Le peintre en bâtiment qui se prenait pour un artiste

/« Donner moins à voir, pour penser plus »
Bernard Brunon a créé une entreprise de peinture en bâtiment considérée comme activité artistique : voilà une bonne idée. Un centre d’art déménage-t-il (comme actuellement  la galerie des Tourelles à Nanterre) ?

–  Allo, Bernard ? Pouvez-vous rafraîchir les murs, rendre les lieux présentables ?

Une galerie d’AC vient de perforer ses cloisons avec son dernier accrochage ?

–    Allo, Bernard, pouvez-vous nous reboucher les trous, pour la suivante ?

Bernard Brunon, qui se vante de ne séparer ni l’artiste, ni l’artisan, ni l’entrepreneur, a trouvé une « niche » comme on dit en termes socio-économiques.

La peinture au sens littéral

Certains jubilent  rappelant que déjà « l’artiste du XVIe siècle est lié à la commande » et de célébrer «  un art ancré dans le quotidien ». Bernard va sus aux moulures et aux lambris, repeint les murs comme d’autres enfoncent les portes ouvertes mais on nous assure ce c’est un vrai peintre car « la peinture reste avant tout un recouvrement », une « performance à large échelle ». Il sait « peindre dans l’acte fondateur de la peinture, avant même la fresque, et après l’abstraction » car «  la toile renverrait encore trop à l’histoire que peut raconter le tableau, aux figures de la mimesis, à ses avatars ». Reconnaissons-le, à côté des monochromes de  Bernard, le carré blanc sur fond blanc de Malevitch est d’un kitsch !

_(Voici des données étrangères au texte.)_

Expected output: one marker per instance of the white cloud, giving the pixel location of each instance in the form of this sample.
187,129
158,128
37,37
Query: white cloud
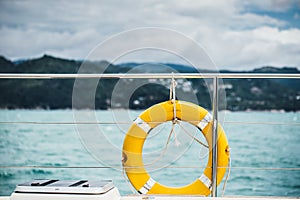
232,34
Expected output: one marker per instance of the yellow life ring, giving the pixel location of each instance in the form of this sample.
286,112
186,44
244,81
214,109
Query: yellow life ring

Bernard va donc à l’essentiel de la peinture qui est (je cite toujours)  « aller au bord »,  or le bord évoque …Debord ! Guy Debord prophétisa Brunon, en écrivant dès 1961 : «C’est dans le royaume du marginal et de l’insignifiant que commence toute critique du quotidien et donc toute critique de la réalité sociale». Ah, une critique ? Laquelle ? Celle des centres d’art dispendieux du bien public ? Celle du cynisme des « artistes » du circuit d’AC  qui concurrencent les petits artisans locaux ? Car voilà une «Entreprise générale de peinture», pour qui la seule intervention artistique pertinente c’est l’intervention  économique !
À quand les artisans boulangers, les maître-charcutiers, subventionnés par les services culturels municipaux ?

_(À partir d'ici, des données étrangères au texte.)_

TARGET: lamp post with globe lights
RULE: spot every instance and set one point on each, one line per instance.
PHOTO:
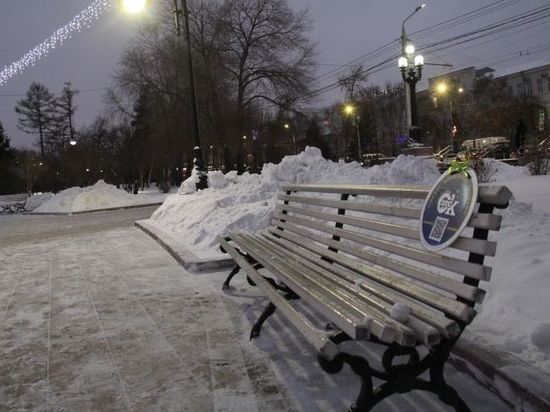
(442, 89)
(411, 70)
(181, 11)
(350, 110)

En tout cas, la critique ne paraît pas très assumée : Brunon signe ses murs de la même couleur que celle de la surface murale. L’artiste qui opère aux Tourelles de Nanterre aurait-il l’humilité des fresquistes romans, lui qui souligne modestement  que sa transformation en successeur de Léonard ne s’est pas faite en un jour ?  Au passage, ayons une pensée émue pour ce pauvre Claude Rutault qui peint depuis des lustres des toiles de la même couleur que le mur : un artiste officiel est toujours ringardisé par plus conceptuel que lui.

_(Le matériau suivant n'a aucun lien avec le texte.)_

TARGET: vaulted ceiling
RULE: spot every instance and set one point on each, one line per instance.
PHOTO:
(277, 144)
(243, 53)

Nous aurons sans doute, lors du vernissage, un grand « moment de socialité » selon le jargon de l’AC. Est-ce qu’on aura une vidéo de ce énième Nanar contemporain ?  Pour que nos descendants puissent comprendre avec quoi villes, départements, régions et ministère nous ont joyeusement endettés. Comprendre aussi que, lorsqu’on déplore la disparition de la Peinture, les sbires de l’AC protestent et citent ces purs génies du pinceau.
Car le mot d’ordre de Bernard Brunon, « moins il y a à voir, plus il y a à penser », est un credo iconoclaste qui jette l’opprobre sur la Peinture dès qu’elle refuse de s’anéantir dans le minimalisme conceptualisant ou le « work in process », pour qui le processus (et le discours) compte plus que le résultat.